Because there were those who were intolerant of others without cause. Which teaches us that senseless intolerance is equal to idolatry, murder and adultery combined. (Talmud Yoma 9b.)
There is no sin of senseless intolerance listed in Torah. And yet, while the cardinal sins of Torah demanded only 70 years of exile, intolerance is so sinister, so powerful, it can take us almost two thousand years to heal from its wounds.
In simple terms, it’s much easier to deal with obvious, open failures and repair them. Intolerance, however, comes concealed beneath layers of justifications and self-righteousness. When you don’t believe you’ve done anything wrong, and on the contrary, that you were fighting a holy war, it’s hard to make up for all the damage caused.
Yet there is a deeper reason: Other sins, even the most heinous sins, are symptoms of flaws in the human person. To repair those flaws, each of us is granted 70 years upon this earth—ten years for each of the seven categories of emotions.

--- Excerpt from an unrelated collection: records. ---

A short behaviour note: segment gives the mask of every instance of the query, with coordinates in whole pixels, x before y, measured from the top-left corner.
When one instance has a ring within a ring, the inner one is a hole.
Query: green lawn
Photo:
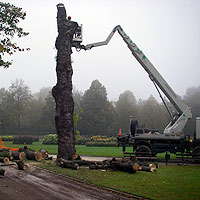
[[[95,185],[120,190],[148,199],[181,200],[200,199],[200,167],[162,165],[155,172],[102,171],[80,168],[61,168],[53,161],[42,161],[40,167],[83,180]]]
[[[12,142],[4,142],[7,147],[24,147],[24,145],[12,144]],[[34,142],[32,145],[27,145],[29,148],[38,151],[39,149],[46,149],[50,154],[57,154],[58,153],[58,146],[57,145],[44,145],[42,142]],[[85,145],[76,145],[76,151],[79,155],[86,155],[86,156],[105,156],[105,157],[122,157],[122,148],[117,147],[86,147]],[[131,152],[132,148],[128,147],[127,151]],[[158,154],[159,158],[164,158],[165,154]],[[175,156],[172,155],[171,158]]]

But intolerance of the other lies at the primal genesis of evil, at the point of fissure and subsequent fragmentation that occurred in the earliest stages of creation, as the universe lost contact with the infinite divine light that preceded it.
Because it is embedded so close to the core of our reality, it can attack the core of the human psyche, chochmah, the seminal point of reason.
That is why its antidote must also transcend reason. It must be related to the primordial infinite light itself, a light that knows no bounds. The key to healing humanity is therefore unreasonable.
Which means that with a single unpredictable and unconditional act of one human caring for another, connecting with another, especially another he feels he cannot tolerate, the whole of creation is healed and fulfilled.